What. A. Horror show. And to be clear, I mean that in the bad way. I didn’t’ really expect this season to avoid the pitfalls of the last one, but let the record show that I actually liked the first two episodes of Coven. I didn’t dismiss them merely because they are the product of Ryan Murphy’s brain, against the advice of a few commenters. But AHS does seem to have some common ground with Murphy’s other work in its ability to accrue goodwill simply for the purpose of throwing it back in viewers’ faces, actually punishing them for liking the show.
This week takes us back to 1971, when a young Fiona was just coming in to her powers. And in a way I feel sorry for the actor they got to play the youthful version of Jessica Lange, because anyone would suffer by that comparison. But the dialogue isn’t doing the actors any favors either; it is a cringe-worthy combination of hackneyed melodrama and exposition.

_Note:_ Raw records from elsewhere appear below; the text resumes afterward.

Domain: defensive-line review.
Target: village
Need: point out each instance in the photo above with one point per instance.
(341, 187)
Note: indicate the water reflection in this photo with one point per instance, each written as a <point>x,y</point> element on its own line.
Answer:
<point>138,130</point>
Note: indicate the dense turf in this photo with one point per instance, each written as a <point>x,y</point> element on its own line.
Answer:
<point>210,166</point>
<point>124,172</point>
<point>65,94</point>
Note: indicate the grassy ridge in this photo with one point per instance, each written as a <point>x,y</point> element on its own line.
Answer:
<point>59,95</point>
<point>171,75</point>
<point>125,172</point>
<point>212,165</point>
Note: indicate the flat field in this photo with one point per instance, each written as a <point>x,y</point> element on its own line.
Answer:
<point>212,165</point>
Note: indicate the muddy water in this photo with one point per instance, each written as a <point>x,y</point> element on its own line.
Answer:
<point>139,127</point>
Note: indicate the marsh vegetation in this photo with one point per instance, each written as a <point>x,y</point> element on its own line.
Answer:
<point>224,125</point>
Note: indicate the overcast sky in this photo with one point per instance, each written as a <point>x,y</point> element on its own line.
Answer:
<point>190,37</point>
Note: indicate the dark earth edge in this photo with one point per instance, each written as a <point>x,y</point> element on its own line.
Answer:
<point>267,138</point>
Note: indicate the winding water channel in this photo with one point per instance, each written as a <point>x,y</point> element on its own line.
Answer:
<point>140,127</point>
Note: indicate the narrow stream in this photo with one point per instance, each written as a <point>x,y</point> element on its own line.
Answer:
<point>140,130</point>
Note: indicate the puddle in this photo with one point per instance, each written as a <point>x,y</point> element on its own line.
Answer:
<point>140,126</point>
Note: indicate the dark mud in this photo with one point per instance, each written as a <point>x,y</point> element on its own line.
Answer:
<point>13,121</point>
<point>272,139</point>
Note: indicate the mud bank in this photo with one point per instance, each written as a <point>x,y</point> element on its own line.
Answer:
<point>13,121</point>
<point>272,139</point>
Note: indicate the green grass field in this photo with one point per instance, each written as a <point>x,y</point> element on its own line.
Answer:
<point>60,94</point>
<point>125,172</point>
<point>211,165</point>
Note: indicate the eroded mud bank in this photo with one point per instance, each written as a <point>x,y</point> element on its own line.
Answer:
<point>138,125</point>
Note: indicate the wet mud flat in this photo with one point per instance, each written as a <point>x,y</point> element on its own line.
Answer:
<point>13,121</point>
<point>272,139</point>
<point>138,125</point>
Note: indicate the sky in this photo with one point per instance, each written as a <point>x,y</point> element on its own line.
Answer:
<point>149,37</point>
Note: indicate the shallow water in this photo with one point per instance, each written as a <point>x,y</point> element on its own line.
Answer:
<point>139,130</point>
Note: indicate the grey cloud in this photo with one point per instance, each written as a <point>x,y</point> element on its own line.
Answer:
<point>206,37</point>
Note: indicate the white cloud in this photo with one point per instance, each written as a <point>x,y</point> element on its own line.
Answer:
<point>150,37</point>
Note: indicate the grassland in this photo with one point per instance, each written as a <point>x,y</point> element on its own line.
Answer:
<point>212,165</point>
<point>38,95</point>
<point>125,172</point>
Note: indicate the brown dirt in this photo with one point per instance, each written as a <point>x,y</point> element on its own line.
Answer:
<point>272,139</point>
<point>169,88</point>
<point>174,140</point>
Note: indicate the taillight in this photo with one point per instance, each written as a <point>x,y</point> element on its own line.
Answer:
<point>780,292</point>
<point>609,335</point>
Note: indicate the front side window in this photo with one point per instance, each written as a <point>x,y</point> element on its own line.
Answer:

What we learn is that, when one Supreme comes into power, the one preceding her fades and dies. So young Fiona slits the throat of her Supreme to take the throne. The only witness to her crime was the mute butler who grinned creepily at the proceedings.
Back in the present day, Fiona goes to a bar to try and pick up some men—whom she refers to in her inner monologue as “primitive, beautiful animals”—and is shocked to discover that she has lost the ability to magnetically attract the sex slave of her choosing. Her next stop is a plastic surgeon’s office, where she requests the full Joan Rivers.
In the Ninth Ward, Zoe goes to visit Kyle’s bereaved mother (Mare Winningham, my all-time favorite actor whose name sounds like it belongs to a cartoon horse). She lights up a bowl and reveals that before Zoe called, she had been ready to hang herself by her own little braid. Desperate to comfort her, Zoe promises that she will be reunited with her son once more.
Back in the Garden District (the fashionable neighborhood in which Miss Robicheaux’s resides) new neighbors are moving in. The family matriarch is Patti Lupone, playing waaaaay against type as a Bible-thumping killjoy. Her son is a sculpture made out of graham crackers, and his physique appeals to the tastes of Madison, Queenie, and Nan. Madison and Nan head over to welcome him, with Nan offering a freshly-baked cake and Madison offers a mostly unblocked view of her boobs. But the Gingerbread Boy is really only interested in Nan, because he can only see inner beauty. His mother’s vision is less impaired, and she orders Madison to leave the house at once.
Mady responds by lighting the drapes on fire with her mind, a power even she hadn’t known she possessed until now.
Upstairs, Delphine LaLaurie gets caught up on current events via TV and learns the horrific truth of modern society: a black man is the president AND they cancelled Firefly after only one season.
Fiona orders Delphine to dress up as a French maid and be Queenie’s personal slave because “there is nothing I hate more than a racist.”
Back at the Swamp Shack, Misty is reading her unauthorized biography of Stevie Nicks to Kyle, but has only gotten as far as the recording of Fleetwood Mac when Zoe bursts in and takes Kyle back to his mother. Misty is devastated, left all alone with only her mud and her scarves to comfort her. Zoe, meanwhile, drops Kyle on his mother’s doorstep, rings the doorbell, and runs away, which is the appropriate protocol for a Valentine or a bouquet, NOT SOMEONE’S ZOMBIE SON.
Elsewhere, Cordelia and Fiona go to their respective doctors to get some bad news.
That night, Kyle’s mom comes to his room and tells him that even though he is clearly now a zombie made from the spare parts of rapists, she still loves him. And the whole time, watching this scene I was like “isn’t it funny how we always imagine there’s a weird incestuous vibe in TV families?” BUT NO. WE ARE NOT IMAGINING ANYTHING, BECAUSE KYLE’S MOM GIVES HIM A HANDJOB.